There are lots of heavy topics – I’m sure it's triggering for audiences, cast, and crew at times. You were also in a play called Liberian Girl, where you played someone who'd been assaulted. How have you – as an actor, and more personally – learned to navigate this space and respond to these narratives? What does real care on set to do this look like?

Weruche Opia: When I did Liberian Girl, there wasn’t much available, but I do remember Cecilia Noble, (Liberian Girl’s star), an incredible actor – I was rehearsing that rape scene every day, she took me aside and said, ‘I know you’re a method actor. I’m going to tell you now that you need to find ways to get yourself out because you’re going to carry her home and carry her pain’. That informed how I treat certain topics like that in my work.

On the I May Destroy You set, there was a lot put in place. There was a therapist available. Because of the subject matter, they made it an important point to make sure that everyone there was taken care of. 

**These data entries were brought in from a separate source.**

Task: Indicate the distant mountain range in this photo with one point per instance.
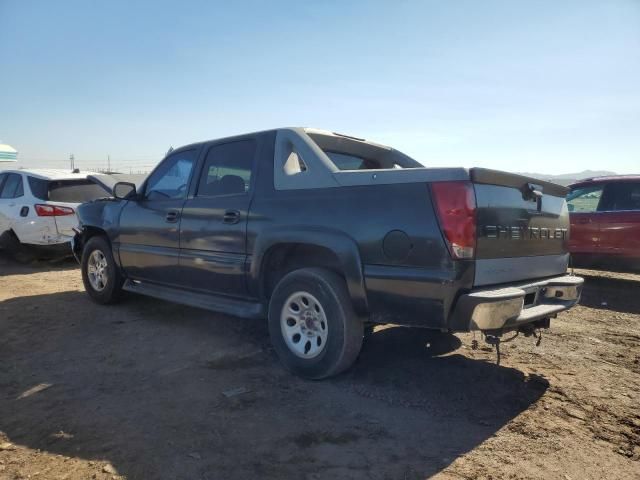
(569, 178)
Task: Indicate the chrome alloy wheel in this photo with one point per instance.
(304, 325)
(97, 270)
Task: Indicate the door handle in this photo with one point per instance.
(172, 216)
(231, 216)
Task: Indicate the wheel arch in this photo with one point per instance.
(282, 250)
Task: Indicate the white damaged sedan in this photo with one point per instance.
(38, 209)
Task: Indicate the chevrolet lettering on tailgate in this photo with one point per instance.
(524, 233)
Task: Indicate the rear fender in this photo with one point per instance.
(343, 246)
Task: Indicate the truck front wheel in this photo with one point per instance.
(100, 274)
(313, 327)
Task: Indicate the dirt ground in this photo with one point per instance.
(151, 390)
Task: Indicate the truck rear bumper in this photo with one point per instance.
(509, 307)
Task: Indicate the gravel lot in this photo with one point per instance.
(151, 390)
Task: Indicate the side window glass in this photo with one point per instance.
(584, 200)
(621, 196)
(171, 180)
(227, 169)
(12, 187)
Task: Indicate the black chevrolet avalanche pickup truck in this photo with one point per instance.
(325, 235)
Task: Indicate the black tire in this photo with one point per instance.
(112, 290)
(345, 328)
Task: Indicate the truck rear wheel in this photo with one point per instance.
(100, 274)
(313, 327)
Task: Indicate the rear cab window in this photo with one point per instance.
(66, 191)
(227, 169)
(350, 153)
(585, 199)
(621, 196)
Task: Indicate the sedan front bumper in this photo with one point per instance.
(509, 307)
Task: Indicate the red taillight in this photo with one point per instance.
(52, 211)
(455, 204)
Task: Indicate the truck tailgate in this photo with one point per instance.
(522, 227)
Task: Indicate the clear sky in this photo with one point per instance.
(544, 86)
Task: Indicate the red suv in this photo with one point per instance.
(605, 222)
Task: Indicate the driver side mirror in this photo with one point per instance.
(124, 190)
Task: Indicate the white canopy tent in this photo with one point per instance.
(8, 153)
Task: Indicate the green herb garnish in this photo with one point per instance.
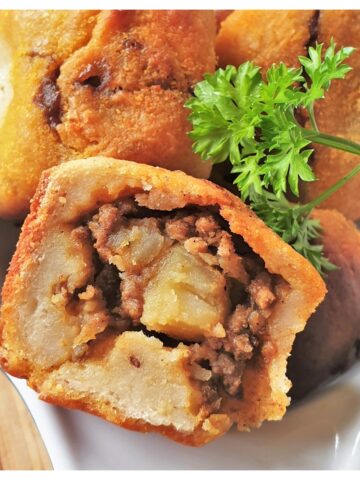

“It’s good to see Black stories being told at this time when people are more attentive, people are more willing to listen” – Weruche Opia

Terry is also an actor, there’s a scene where she's auditioning and they asked her to take her wig off. Have you ever experienced anything excruciating like that in your career?

Weruche Opia: Nothing as bad as that, thank goodness! I couldn’t tell you how I would have reacted to that. I can definitely relate to her crisis of confidence and self-doubt. As an actor going for hundreds of auditions and getting hundreds of nos, it’s hard to believe in yourself. 

Do you think things are getting better for Black women actors? Is typecasting still an issue?

Weruche Opia: Things are getting better, I get seen for stuff that’s not stereotypical, which is great. I will definitely say the US has more stories and more range. But I am hoping, naively maybe, that this show is going to allow and make way for more stories.

Self-care comes up in the show. We’re in the middle of a new civil rights movement and the coronavirus pandemic is killing Black people more than any other demographic in the UK. What is that like for you? And what does self-care like for you?

Weruche Opia: Shock, grief, anger, just nothing. At this moment right now I am at a stage of hope, being hopeful is a way to get out of it. There’s so much information out there now where nobody can really claim ignorance. In terms of self-care, I have learned to be easy on myself. I’m a Christian, so I’ve been praying a lot. I’ve been working out, I’m feeling muscles in places I did not know! 

People are reassessing their biases and seeing Black people as three-dimensional people, which we are! It’s good to see Black stories being told at this time when people are more attentive, people are more willing to listen, and then hopefully (they will) learn and change.